Ned gazed at the portrait, speechless. What were his troubles, his grief, his sorrows, beside those of the man who had loved and lost so! Nellie at least lived. At least he had still the hope that in the years to come he and she might mate together. His thoughts flew back to Geisner's talk on Love on the garden terrace, in the bright afternoon sunshine. Truly Geisner's had been the Love that elevated not the Lust that pulled down. The example nerved him like fresh air. The pain that had dumbed his thoughts of Nellie passed from him.

"He is a man!" cried Ned.

"That wasn't all," went on Connie, taking the case from his hands and officiously dusting it with her handkerchief. "When she was pining for him, dying of grief, because she had lost her strength in her illness, they offered him his liberty if he would deny the Cause, if he would recant, if he would say he had been fooled and misled and desired to redeem his position. They let him hear all about her and then they tempted him. They wanted to disgust the people with their leaders. But it wasn't right to do that. It was shameful. It makes me wild to think of it yet. The way it was done! To torture a man so through his love! Oh, the wretches! The miserable dogs! I'd——" Connie broke off suddenly to put the handkerchief to her indignant eyes. The thunderstorm of her anger burst in rain. She was a thorough woman. "I suppose they didn't know any better, as he always says of everybody that's mean. It's some consolation to think that they overshot the mark, though," she concluded, tearfully.

"How?"

"How! Why if they had let Geisner go and everybody else, there'd be no martyrs to keep the Cause going. Even Geisner, if his wife had lived, poor girl, and if children had grown up, could hardly be quite the same, don't you know. As it is he only lives for the Cause. He has nothing else to live for. They crushed his weakness out of him and fitted him to turn round and crush them."

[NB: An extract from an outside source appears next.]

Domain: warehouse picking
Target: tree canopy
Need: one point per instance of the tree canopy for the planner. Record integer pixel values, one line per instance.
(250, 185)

"It's time he began," remarked Ned, thoughtfully.

"He has begun."

"Where?"

"Everywhere. In you, in me, in Nellie, in men like Ford and George and Harry, in places you never dream of, in ways nobody knows but himself. He is moulding the world as a potter moulds clay. It frightens me, sometimes. I open a new book and there are Geisner's very ideas. I see a picture, an illustrated paper, and there is Geisner's hand passed to another. I was at a new opera the other night and I could hardly believe my ears; it seemed as though Geisner was playing. From some out of the way corner of the earth comes news of a great strike; then, on top of it, from another corner, the bubbling of a gathering rising; and I can feel that Geisner is guiding countless millions to some unseen goal, safe in his work because none know him. He is a man! He seeks no reward, despises fame, instils no evil, claims no leadership. Only he burns his thoughts into men's hearts, the god-like thoughts that in his misery have come to him, and every true man who hears him from that moment has no way but Geisner's way. A word from him and the whole world would rock with Revolution. Only he does not say it. He thinks of the to-morrow. We all suffer, and he has passed through such suffering that he is branded with it, body and soul. But he has faced it and conquered it and he understands that we all must face it and conquer it before those who follow after us can be freed from it. 'We must first show that Socialism is possible,' he said to me two years ago. And I think he hoped, Ned, that some day you would show it."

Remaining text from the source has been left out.